The move paid off almost straight away as Kamberi supplied the pass which led to referee John Beaton awarding a penalty after deciding that Maclaren’s legs had become entangled in those of Killie defender Kirk Broadfoot. And, insisted Kamberi, who had scored from the spot in each of the final two games of last season, there was never any doubt that not only would he be stepping up to take it but that it would end up behind Killie goalkeeper Jamie MacDonald.

He said: “I was delighted to play, every player wants to get over injuries and get back on the pitch. It was my first game in three-and-a-half weeks so it was not so easy. But the longer the game went on, the better I felt.

“When we got the penalty I was 100 per cent fresh. I was tired before but I was absolutely certain I would score it because I am always practising after training.”

After draws against Aberdeen and St Johnstone and that disappointing defeat away to Livingston, Kamberi agreed he and his team-mates badly needed those three points, even if, again, they did it the hard way.

Lennon’s players appeared to be cruising after a stunning Stevie Mallan free-kick and a bullet header from skipper David Gray had put them two up with just 26 minutes on the clock but Eamonn Brophy and Greg Stewart, with equally smart finishes, hauled the Ayrshire club level before the interval.

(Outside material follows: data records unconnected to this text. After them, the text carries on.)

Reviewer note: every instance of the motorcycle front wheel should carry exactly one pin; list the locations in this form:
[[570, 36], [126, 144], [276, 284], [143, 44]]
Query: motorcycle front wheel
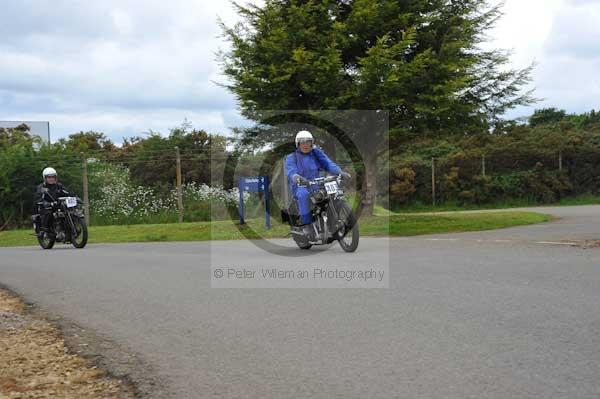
[[79, 239], [45, 241], [348, 236], [302, 242]]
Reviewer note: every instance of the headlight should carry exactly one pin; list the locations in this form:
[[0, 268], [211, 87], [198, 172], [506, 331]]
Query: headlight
[[319, 195]]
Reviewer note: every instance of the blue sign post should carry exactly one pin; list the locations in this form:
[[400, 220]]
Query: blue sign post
[[259, 184]]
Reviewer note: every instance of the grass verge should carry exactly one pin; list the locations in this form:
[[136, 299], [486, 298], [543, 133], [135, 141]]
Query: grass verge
[[34, 362], [392, 224]]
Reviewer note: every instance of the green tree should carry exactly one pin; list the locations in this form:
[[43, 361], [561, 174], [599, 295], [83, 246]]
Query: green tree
[[546, 116], [420, 60]]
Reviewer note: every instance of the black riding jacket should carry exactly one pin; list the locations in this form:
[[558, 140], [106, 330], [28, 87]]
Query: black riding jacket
[[54, 191]]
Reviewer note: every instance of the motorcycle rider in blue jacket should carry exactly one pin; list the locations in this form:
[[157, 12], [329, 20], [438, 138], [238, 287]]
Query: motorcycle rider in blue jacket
[[303, 165]]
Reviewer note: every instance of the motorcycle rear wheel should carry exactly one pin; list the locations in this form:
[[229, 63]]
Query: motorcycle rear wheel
[[345, 214], [82, 234]]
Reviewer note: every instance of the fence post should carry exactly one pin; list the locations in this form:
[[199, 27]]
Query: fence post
[[483, 164], [86, 195], [433, 180], [559, 160], [179, 190]]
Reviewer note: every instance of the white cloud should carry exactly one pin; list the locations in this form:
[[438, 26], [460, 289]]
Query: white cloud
[[562, 37], [117, 67], [127, 67]]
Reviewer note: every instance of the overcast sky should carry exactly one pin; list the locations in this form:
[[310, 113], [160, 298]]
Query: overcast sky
[[125, 68]]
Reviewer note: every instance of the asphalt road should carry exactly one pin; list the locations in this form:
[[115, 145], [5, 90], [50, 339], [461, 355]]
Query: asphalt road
[[501, 314]]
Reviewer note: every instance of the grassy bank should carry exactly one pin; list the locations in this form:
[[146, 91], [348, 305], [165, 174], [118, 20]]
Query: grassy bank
[[394, 225]]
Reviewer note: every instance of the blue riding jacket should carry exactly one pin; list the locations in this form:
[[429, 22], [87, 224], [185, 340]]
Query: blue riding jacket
[[308, 165]]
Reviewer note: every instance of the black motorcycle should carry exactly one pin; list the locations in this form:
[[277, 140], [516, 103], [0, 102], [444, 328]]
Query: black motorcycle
[[68, 224], [332, 217]]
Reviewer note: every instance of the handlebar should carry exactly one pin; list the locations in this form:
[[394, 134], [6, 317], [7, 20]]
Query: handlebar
[[320, 180]]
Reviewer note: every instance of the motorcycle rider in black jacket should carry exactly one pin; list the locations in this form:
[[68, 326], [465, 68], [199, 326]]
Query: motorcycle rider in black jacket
[[46, 196]]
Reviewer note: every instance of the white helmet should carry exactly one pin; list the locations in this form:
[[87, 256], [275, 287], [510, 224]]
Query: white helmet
[[48, 172], [303, 135]]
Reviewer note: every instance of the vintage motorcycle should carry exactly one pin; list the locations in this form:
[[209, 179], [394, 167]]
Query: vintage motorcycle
[[68, 225], [332, 217]]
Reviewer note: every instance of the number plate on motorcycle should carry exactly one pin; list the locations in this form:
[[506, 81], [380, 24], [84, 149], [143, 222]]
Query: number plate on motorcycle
[[71, 202], [331, 187]]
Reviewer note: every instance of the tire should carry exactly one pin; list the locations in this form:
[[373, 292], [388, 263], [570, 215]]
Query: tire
[[46, 242], [82, 237], [345, 214], [302, 242]]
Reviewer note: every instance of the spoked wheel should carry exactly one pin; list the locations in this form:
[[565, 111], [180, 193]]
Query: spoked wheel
[[302, 242], [80, 239], [46, 242], [348, 235]]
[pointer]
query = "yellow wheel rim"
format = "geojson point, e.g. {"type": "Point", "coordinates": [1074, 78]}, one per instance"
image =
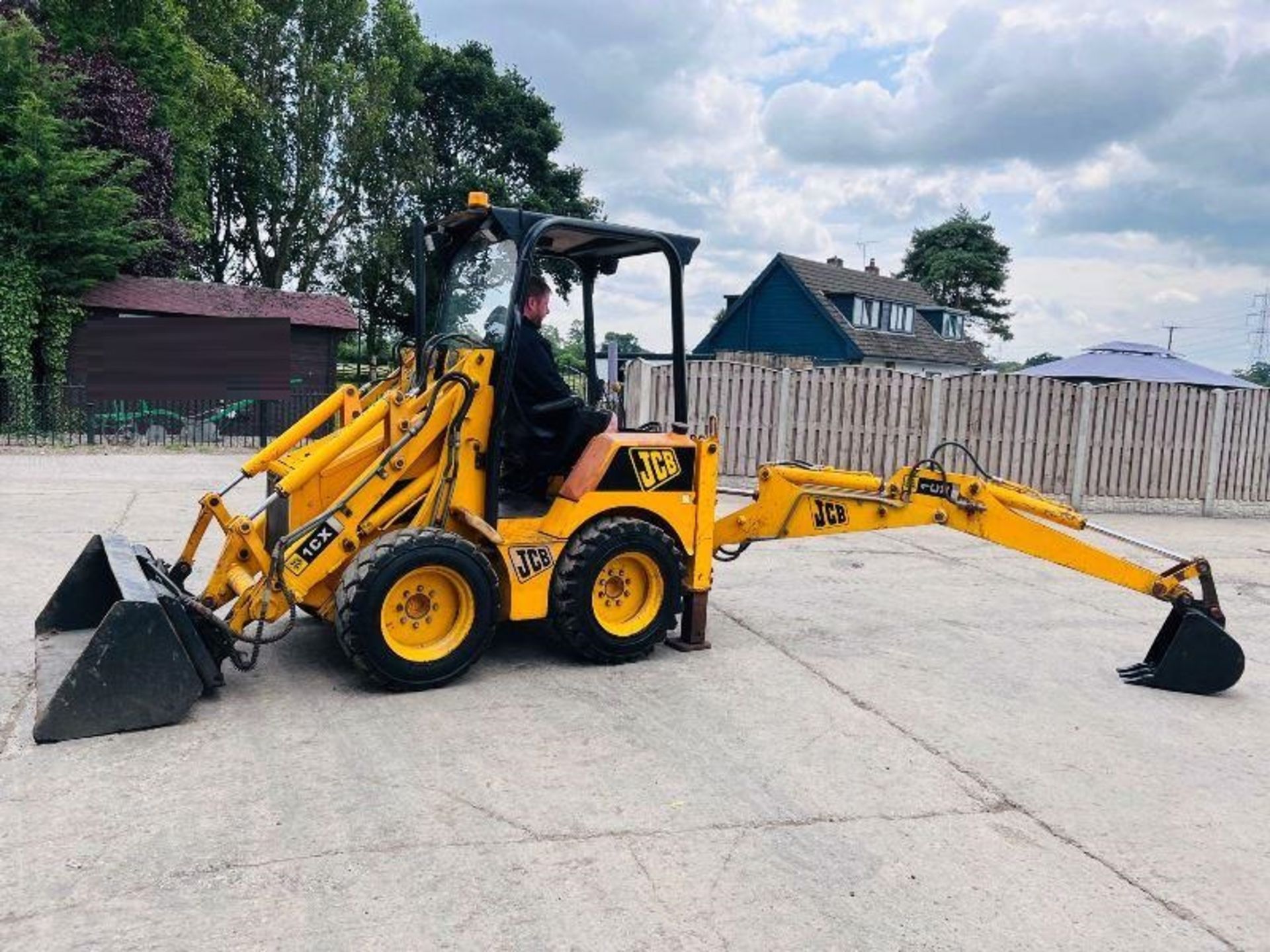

Kamberi said: “It was a big win having been 2-0 up and then they have two shots and get two goals, two stupid goals from our point of view as we did not get near enough to their players.

“But the effort in the second half was amazing and we deserved to win.”

Lennon, naturally, was delighted to see Kamberi, whose nine goals in 14 matches while on loan from Grasshoppers last season led to him signing on a three-year deal, back to lead the frontline.

He said: “Any good moves came through Flo. He is such an important player for us. It has been a frustrating time for him, as it has been for us, because we missed him, that physical presence.

“That will have given his confidence a shot in the arm, not that he needs it because he is a confident boy, but to go up and take that penalty under pressure speaks volumes. I am delighted and hopefully that is him back up and running.”